A turning point in Heard’s career was giving a keynote address to Air Force staff about the lessons she had learned from her adversities and how she had used them to overcome. It was noticed that she connected with her mostly male audience.
Heard is a highly sought-after speaker today for many organizations. She met Jessica Rimmer from Solomon Strategic Advisors on a technology panel they both sat on, and the two quickly realized they shared an interest in motivating people to become healthy leaders who could then multiply that health within their organizations.

When Heard retired, Rimmer reached out to offer her a position on the Solomon team. Knowing that working there would multiply her opportunities to work with groups and individuals to become stronger leaders and organizations, Heard accepted. “Sharing all the things that I have learned! That I get to do this now with the Solomon team is an awesome opportunity and I love it.”
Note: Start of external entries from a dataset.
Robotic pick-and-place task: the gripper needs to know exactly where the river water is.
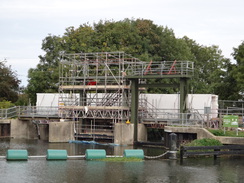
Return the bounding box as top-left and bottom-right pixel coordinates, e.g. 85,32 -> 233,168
0,139 -> 244,183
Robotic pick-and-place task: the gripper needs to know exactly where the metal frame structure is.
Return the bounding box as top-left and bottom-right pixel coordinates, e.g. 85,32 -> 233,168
59,52 -> 194,141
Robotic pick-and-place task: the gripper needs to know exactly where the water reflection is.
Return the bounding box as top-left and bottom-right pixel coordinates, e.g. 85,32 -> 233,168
0,139 -> 244,183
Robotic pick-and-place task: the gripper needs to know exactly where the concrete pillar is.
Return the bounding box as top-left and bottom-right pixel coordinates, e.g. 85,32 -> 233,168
169,133 -> 177,159
49,121 -> 75,142
10,119 -> 38,139
180,78 -> 188,113
114,123 -> 147,145
38,124 -> 49,140
131,79 -> 139,142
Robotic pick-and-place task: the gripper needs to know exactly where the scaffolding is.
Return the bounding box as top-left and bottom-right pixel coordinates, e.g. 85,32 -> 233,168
59,52 -> 193,140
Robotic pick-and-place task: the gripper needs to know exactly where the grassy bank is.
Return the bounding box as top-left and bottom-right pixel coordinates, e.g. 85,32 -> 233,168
185,138 -> 222,146
208,129 -> 244,137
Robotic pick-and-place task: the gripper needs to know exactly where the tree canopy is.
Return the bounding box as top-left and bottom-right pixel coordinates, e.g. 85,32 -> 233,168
27,19 -> 243,103
0,60 -> 20,102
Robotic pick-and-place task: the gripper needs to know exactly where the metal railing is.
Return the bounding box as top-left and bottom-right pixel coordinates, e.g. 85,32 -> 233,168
17,106 -> 59,118
127,61 -> 194,76
0,106 -> 18,119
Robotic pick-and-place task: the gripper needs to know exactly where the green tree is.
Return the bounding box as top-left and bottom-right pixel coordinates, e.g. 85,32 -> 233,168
183,37 -> 231,99
0,60 -> 20,102
232,41 -> 244,99
27,19 -> 232,103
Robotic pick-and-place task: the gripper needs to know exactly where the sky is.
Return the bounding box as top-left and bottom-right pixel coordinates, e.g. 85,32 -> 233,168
0,0 -> 244,86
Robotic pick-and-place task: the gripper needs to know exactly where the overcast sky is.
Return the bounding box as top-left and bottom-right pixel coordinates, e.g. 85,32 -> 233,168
0,0 -> 244,86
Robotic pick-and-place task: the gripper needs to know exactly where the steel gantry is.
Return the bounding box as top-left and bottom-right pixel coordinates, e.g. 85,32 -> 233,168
59,52 -> 194,141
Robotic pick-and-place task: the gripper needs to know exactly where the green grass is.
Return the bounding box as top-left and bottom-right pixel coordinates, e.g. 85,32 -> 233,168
96,157 -> 143,162
186,138 -> 222,146
208,129 -> 244,137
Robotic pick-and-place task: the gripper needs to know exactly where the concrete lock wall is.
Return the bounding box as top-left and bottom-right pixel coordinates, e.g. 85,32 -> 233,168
10,119 -> 38,139
114,123 -> 147,145
49,121 -> 75,142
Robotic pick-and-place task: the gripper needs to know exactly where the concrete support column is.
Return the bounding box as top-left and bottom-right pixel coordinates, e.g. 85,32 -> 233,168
180,78 -> 188,113
169,133 -> 177,159
131,79 -> 139,142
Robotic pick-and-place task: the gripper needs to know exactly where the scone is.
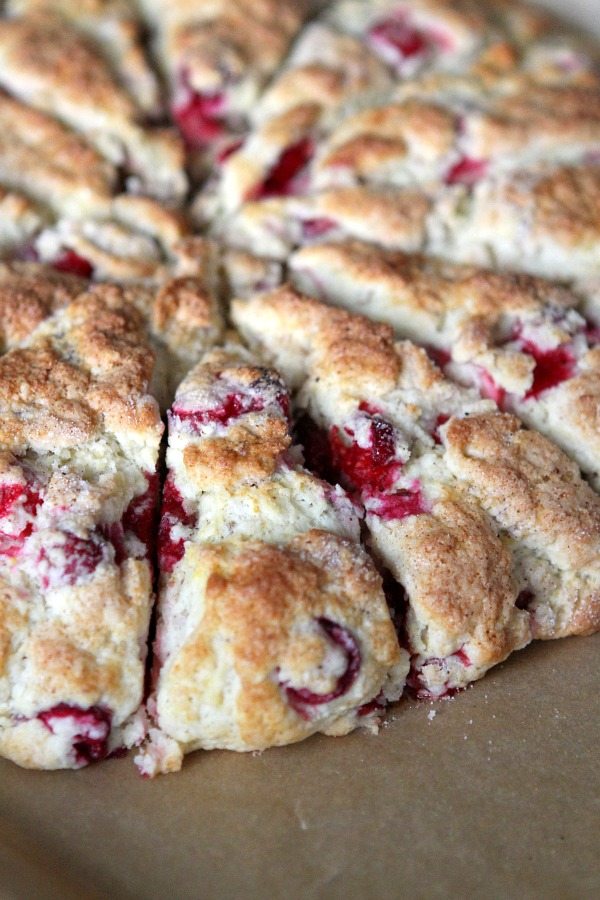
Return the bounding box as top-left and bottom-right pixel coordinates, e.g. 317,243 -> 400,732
0,287 -> 163,769
0,11 -> 187,200
140,0 -> 311,160
136,347 -> 408,776
289,242 -> 600,489
233,287 -> 600,697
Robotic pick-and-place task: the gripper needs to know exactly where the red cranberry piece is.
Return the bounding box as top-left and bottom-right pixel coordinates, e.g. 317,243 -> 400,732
585,322 -> 600,347
173,91 -> 225,150
302,216 -> 337,241
406,659 -> 460,700
329,416 -> 401,491
281,617 -> 361,719
295,415 -> 338,484
246,138 -> 315,200
369,482 -> 431,521
0,482 -> 42,556
521,341 -> 575,400
52,250 -> 94,278
158,475 -> 195,572
37,531 -> 106,590
479,368 -> 506,409
368,18 -> 431,63
37,703 -> 112,766
445,156 -> 488,185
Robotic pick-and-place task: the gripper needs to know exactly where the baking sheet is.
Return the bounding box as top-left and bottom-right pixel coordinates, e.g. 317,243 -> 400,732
0,0 -> 600,900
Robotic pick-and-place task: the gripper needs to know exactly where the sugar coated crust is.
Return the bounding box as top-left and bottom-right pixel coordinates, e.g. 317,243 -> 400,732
137,346 -> 407,775
233,287 -> 600,695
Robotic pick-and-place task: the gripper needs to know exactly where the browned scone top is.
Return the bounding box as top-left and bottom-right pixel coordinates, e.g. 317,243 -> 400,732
290,241 -> 600,486
233,287 -> 600,656
0,262 -> 87,353
149,530 -> 400,768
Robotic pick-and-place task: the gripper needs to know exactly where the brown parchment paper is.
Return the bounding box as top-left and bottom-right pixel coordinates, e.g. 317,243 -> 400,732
0,0 -> 600,900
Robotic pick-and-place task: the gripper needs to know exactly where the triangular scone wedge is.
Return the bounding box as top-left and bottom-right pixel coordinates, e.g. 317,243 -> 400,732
233,287 -> 600,696
140,0 -> 314,160
0,287 -> 163,769
4,0 -> 161,119
136,347 -> 408,776
0,11 -> 187,201
289,242 -> 600,489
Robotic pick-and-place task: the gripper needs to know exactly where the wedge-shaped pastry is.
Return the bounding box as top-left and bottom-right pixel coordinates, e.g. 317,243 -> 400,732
429,162 -> 600,280
0,94 -> 118,216
0,287 -> 162,769
233,287 -> 600,696
32,200 -> 214,283
311,79 -> 600,189
4,0 -> 161,117
0,13 -> 187,200
289,242 -> 600,489
204,185 -> 433,261
140,0 -> 311,156
137,348 -> 408,775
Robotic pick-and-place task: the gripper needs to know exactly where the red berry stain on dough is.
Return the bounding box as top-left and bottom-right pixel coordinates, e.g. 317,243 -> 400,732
445,156 -> 488,185
281,617 -> 361,719
52,250 -> 94,278
521,341 -> 575,400
246,138 -> 315,200
37,531 -> 107,590
369,17 -> 431,62
158,475 -> 195,572
37,703 -> 112,766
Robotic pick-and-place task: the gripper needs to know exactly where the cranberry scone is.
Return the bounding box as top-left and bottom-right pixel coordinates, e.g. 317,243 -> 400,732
4,0 -> 161,118
289,242 -> 600,489
0,287 -> 163,769
428,159 -> 600,281
233,287 -> 600,697
136,346 -> 408,776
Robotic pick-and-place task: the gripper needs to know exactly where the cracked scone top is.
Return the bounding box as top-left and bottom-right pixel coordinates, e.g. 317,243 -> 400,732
233,287 -> 600,696
0,287 -> 162,769
136,347 -> 408,775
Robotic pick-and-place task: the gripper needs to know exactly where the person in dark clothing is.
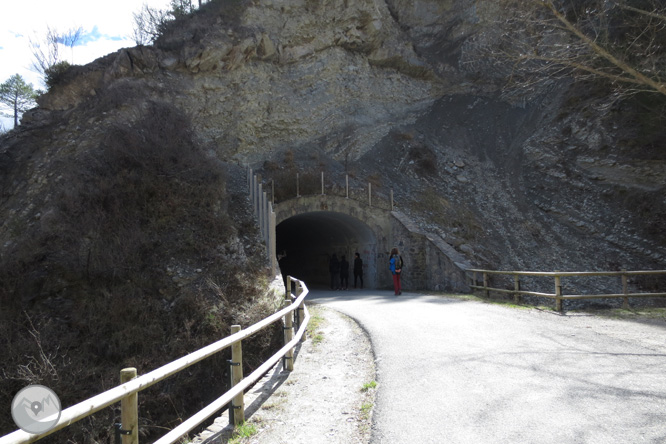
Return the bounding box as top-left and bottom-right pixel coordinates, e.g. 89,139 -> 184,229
340,254 -> 349,290
328,253 -> 340,290
389,248 -> 405,296
354,253 -> 363,289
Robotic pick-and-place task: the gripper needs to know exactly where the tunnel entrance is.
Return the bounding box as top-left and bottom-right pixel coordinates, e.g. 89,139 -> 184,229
275,211 -> 377,288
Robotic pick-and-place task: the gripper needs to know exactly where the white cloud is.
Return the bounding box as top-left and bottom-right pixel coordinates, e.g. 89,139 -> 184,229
0,0 -> 170,128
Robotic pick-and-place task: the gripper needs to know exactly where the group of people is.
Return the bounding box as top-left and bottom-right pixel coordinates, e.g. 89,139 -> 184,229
328,253 -> 363,290
328,248 -> 405,296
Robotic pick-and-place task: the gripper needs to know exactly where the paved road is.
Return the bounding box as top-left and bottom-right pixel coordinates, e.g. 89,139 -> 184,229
308,290 -> 666,444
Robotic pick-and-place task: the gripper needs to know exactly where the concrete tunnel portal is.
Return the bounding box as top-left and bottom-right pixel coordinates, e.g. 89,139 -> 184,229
275,211 -> 378,288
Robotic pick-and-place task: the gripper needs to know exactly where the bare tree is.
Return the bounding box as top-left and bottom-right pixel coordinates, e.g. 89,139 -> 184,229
482,0 -> 666,95
132,0 -> 208,45
59,26 -> 83,64
30,26 -> 62,75
133,3 -> 171,45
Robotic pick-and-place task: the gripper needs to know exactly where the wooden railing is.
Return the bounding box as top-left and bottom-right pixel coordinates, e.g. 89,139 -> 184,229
255,170 -> 395,211
0,277 -> 310,444
466,269 -> 666,311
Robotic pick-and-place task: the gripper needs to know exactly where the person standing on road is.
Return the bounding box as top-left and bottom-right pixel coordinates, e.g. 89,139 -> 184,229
328,253 -> 340,290
354,253 -> 363,290
340,254 -> 349,290
389,248 -> 404,296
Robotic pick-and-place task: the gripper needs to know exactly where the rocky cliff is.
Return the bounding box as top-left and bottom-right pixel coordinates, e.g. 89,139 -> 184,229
0,0 -> 666,438
5,0 -> 666,288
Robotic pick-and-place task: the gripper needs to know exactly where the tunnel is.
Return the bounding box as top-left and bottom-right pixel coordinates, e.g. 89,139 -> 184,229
275,211 -> 377,289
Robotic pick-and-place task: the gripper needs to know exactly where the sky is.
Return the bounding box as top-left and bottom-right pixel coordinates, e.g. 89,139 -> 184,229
0,0 -> 170,130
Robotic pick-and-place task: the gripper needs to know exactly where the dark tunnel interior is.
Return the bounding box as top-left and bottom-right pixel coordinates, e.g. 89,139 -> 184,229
276,211 -> 377,289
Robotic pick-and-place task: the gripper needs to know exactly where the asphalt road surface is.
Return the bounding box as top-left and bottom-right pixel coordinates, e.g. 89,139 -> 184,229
308,290 -> 666,444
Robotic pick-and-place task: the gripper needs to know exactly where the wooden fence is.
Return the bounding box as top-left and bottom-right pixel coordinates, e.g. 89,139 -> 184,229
258,171 -> 395,211
0,277 -> 310,444
466,269 -> 666,311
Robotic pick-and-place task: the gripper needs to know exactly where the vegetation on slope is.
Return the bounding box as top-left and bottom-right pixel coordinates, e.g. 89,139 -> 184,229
0,102 -> 279,442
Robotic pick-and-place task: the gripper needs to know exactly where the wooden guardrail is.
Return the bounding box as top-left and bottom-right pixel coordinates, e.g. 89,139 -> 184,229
0,277 -> 310,444
466,269 -> 666,311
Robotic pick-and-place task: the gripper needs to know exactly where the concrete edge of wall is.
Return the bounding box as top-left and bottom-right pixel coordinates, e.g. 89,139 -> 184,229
391,210 -> 473,293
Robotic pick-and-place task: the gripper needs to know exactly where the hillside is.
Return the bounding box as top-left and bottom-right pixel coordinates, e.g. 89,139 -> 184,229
0,0 -> 666,442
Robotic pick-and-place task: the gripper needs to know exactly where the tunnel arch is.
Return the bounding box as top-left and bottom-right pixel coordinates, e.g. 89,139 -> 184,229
276,211 -> 378,288
275,195 -> 391,288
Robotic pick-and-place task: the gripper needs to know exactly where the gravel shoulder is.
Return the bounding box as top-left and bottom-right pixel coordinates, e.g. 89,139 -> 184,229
192,304 -> 376,444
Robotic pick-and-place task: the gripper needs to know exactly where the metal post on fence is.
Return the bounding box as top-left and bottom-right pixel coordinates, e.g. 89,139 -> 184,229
622,269 -> 629,310
118,367 -> 139,444
513,274 -> 520,304
282,297 -> 294,372
229,325 -> 245,426
555,271 -> 562,311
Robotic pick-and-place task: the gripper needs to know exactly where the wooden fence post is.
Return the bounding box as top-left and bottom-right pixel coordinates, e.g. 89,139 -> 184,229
284,275 -> 291,299
513,274 -> 520,304
555,271 -> 562,311
296,281 -> 306,342
229,325 -> 245,426
120,367 -> 139,444
283,297 -> 294,371
622,270 -> 629,310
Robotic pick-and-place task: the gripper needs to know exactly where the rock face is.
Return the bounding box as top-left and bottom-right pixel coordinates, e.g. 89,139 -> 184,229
0,0 -> 666,288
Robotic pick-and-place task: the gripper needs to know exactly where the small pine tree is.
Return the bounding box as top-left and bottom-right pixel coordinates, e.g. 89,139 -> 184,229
0,74 -> 38,127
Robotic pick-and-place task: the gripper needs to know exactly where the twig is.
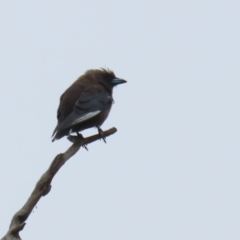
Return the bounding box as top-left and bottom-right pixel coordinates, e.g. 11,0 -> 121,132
1,127 -> 117,240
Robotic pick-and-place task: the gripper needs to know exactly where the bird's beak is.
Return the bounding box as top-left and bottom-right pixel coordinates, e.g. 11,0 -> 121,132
112,78 -> 127,86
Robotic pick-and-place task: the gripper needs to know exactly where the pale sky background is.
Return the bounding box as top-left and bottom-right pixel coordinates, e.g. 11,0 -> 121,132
0,0 -> 240,240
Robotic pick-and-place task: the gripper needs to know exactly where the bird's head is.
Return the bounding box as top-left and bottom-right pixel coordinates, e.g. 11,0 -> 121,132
85,68 -> 127,88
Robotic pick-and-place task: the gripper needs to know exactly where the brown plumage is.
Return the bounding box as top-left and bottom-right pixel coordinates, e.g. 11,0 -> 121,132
52,68 -> 126,141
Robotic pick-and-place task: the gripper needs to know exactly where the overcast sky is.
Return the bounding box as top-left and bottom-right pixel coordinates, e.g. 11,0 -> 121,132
0,0 -> 240,240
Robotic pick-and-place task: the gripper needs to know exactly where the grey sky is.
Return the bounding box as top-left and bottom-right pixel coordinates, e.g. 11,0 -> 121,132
0,0 -> 240,240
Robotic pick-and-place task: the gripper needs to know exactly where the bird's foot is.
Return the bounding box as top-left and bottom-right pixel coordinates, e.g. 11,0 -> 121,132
98,127 -> 107,143
76,132 -> 88,151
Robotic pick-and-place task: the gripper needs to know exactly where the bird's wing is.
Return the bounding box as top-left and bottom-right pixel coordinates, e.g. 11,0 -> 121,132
59,91 -> 113,129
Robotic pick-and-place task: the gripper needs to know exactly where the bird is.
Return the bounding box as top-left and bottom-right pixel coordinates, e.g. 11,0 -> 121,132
52,68 -> 127,142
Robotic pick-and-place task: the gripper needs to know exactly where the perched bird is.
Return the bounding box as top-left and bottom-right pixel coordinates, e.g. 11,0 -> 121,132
52,68 -> 126,141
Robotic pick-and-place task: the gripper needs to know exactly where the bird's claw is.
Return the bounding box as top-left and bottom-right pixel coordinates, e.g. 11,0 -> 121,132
98,128 -> 107,143
77,132 -> 88,151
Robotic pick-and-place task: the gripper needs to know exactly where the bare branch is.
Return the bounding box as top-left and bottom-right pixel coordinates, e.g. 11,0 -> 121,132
1,128 -> 117,240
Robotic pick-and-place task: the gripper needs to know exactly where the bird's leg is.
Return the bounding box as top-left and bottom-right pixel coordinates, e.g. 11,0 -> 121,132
97,126 -> 107,143
76,132 -> 88,151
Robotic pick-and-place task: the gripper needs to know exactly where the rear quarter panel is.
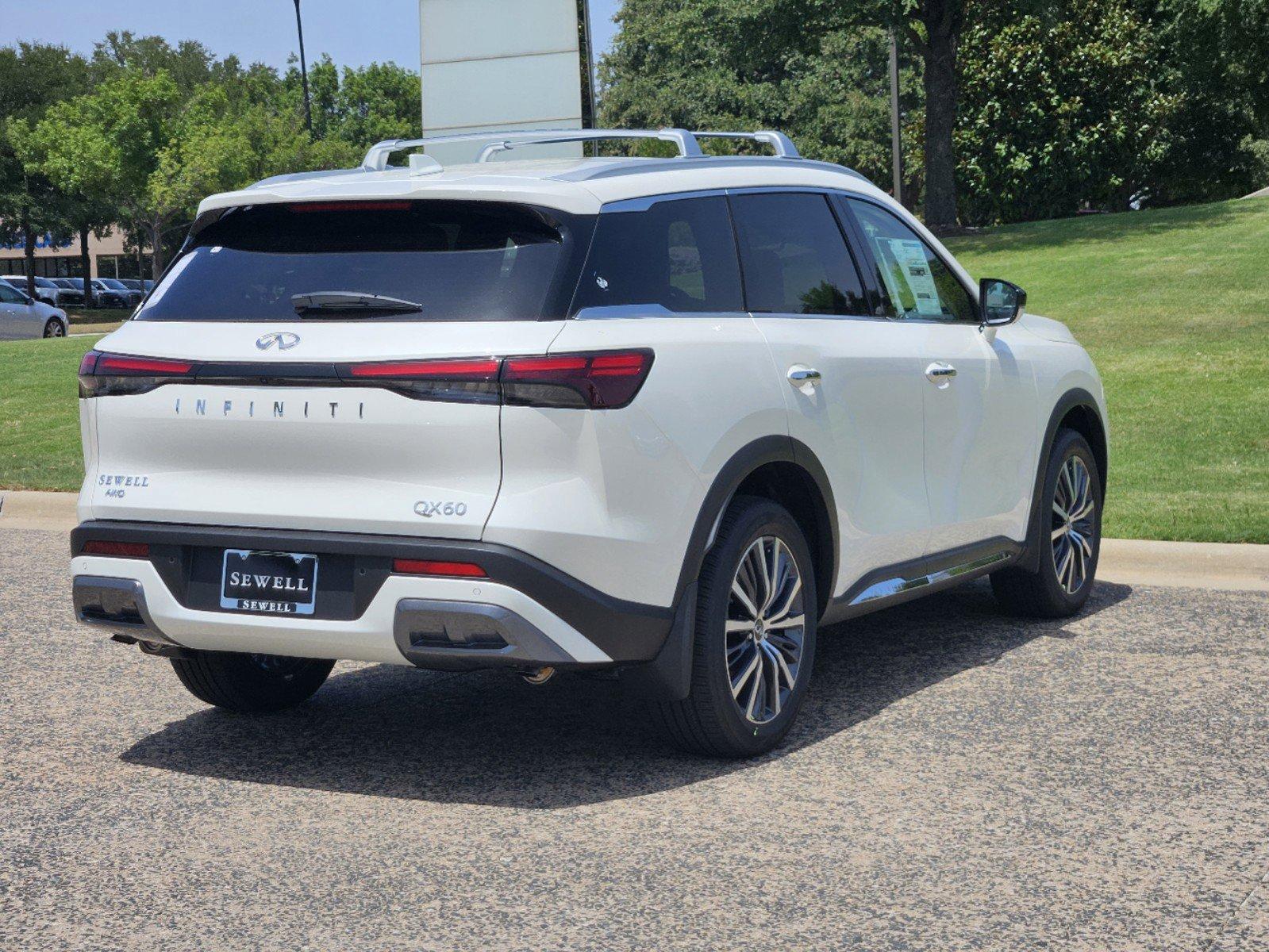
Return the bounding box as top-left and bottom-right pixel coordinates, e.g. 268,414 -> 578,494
483,315 -> 788,607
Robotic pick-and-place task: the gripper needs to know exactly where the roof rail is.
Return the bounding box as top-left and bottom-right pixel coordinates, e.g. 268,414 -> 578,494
362,129 -> 802,171
691,129 -> 802,159
476,129 -> 704,163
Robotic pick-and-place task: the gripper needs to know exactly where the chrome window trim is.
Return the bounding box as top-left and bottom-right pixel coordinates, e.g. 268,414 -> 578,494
599,188 -> 727,214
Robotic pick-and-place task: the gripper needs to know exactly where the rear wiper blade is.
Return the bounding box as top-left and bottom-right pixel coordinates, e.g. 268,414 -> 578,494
290,290 -> 422,317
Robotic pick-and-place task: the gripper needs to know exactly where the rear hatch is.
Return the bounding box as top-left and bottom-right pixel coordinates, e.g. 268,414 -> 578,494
81,201 -> 586,538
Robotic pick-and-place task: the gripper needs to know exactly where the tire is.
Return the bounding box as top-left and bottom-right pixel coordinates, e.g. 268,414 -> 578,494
991,429 -> 1102,618
653,497 -> 818,758
171,651 -> 335,713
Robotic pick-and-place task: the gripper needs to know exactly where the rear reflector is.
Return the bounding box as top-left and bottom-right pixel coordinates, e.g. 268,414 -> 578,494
392,559 -> 489,579
84,539 -> 150,559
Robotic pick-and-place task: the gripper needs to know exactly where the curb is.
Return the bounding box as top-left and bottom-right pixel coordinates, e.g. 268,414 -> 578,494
0,490 -> 1269,592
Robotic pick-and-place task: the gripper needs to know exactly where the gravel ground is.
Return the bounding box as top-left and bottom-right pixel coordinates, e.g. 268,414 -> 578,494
0,529 -> 1269,952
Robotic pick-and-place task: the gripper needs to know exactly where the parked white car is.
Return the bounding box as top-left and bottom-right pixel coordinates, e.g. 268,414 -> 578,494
0,279 -> 70,340
72,129 -> 1106,757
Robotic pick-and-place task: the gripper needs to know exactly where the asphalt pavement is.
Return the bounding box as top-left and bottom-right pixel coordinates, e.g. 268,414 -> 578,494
0,529 -> 1269,952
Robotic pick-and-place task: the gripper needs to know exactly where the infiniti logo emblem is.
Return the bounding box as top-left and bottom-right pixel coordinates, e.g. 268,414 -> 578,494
255,330 -> 299,351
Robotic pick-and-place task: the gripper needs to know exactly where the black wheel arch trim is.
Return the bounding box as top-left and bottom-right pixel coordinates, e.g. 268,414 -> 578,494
622,436 -> 837,701
1017,387 -> 1110,571
674,436 -> 837,614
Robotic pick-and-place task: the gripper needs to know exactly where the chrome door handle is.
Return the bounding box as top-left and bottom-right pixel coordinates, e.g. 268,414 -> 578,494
925,360 -> 956,383
788,363 -> 820,387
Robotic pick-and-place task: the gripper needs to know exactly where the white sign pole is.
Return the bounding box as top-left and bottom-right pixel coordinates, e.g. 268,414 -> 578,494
419,0 -> 581,165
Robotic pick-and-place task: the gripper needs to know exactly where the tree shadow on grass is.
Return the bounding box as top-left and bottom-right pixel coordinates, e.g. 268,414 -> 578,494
948,202 -> 1248,255
122,582 -> 1132,808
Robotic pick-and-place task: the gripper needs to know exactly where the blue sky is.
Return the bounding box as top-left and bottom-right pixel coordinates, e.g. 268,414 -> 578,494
0,0 -> 621,68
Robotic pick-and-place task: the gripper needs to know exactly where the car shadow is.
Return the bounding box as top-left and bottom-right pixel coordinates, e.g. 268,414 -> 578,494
122,582 -> 1132,808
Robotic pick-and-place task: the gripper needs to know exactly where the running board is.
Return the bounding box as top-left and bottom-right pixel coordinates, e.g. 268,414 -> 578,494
820,538 -> 1023,624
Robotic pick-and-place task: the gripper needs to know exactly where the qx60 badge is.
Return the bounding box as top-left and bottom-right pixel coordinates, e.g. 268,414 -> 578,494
255,330 -> 299,351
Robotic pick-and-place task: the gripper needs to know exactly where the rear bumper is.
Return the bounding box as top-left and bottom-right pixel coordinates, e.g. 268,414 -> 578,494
71,520 -> 672,670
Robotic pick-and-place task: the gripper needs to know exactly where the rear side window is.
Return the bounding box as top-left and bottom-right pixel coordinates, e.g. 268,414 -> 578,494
731,193 -> 868,315
574,197 -> 744,313
847,198 -> 979,322
137,201 -> 563,321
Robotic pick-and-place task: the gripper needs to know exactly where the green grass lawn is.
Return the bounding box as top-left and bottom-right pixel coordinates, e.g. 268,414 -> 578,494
0,338 -> 99,490
948,199 -> 1269,542
0,199 -> 1269,542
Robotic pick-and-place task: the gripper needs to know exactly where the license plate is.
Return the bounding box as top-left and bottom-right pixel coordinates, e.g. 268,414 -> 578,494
221,548 -> 317,614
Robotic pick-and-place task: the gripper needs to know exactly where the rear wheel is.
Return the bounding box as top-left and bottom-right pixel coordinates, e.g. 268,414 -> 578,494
171,651 -> 335,713
656,497 -> 818,758
991,429 -> 1102,618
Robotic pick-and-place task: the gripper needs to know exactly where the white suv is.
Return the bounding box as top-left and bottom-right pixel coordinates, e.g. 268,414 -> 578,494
72,129 -> 1106,757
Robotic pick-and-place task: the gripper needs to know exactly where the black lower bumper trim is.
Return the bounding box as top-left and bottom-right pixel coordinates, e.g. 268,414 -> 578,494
71,519 -> 674,664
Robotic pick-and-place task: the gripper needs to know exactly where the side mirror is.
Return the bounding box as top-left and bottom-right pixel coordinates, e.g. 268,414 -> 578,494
979,278 -> 1027,328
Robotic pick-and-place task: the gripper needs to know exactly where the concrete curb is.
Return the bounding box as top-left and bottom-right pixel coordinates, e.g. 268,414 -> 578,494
0,489 -> 79,532
0,490 -> 1269,592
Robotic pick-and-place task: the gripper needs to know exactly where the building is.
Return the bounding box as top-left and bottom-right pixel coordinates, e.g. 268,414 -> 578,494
419,0 -> 587,163
0,231 -> 150,278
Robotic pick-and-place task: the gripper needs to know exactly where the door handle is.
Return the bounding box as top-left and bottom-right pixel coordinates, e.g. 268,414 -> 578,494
788,363 -> 820,387
925,360 -> 956,383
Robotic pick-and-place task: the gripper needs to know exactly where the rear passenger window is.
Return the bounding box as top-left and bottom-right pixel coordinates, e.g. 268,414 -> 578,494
731,193 -> 868,315
847,198 -> 979,322
574,197 -> 744,313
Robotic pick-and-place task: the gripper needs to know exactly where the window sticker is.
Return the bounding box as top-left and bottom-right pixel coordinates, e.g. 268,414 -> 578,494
879,239 -> 943,317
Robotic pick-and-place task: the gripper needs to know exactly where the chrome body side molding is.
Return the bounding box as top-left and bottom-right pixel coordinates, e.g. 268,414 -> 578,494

Heard will also be a professor of engineering at the University of Oklahoma and Oklahoma Baptist University in 2026 in addition to her work at Solomon. “I will tell my students that they will learn many job skills on the job—but they will have to keep cultivating personal and emotional intelligence all their life,” she said. “I also want our young leaders to know that their lives will have some twists and turns they won’t expect. They must have grace for themselves and their journey.”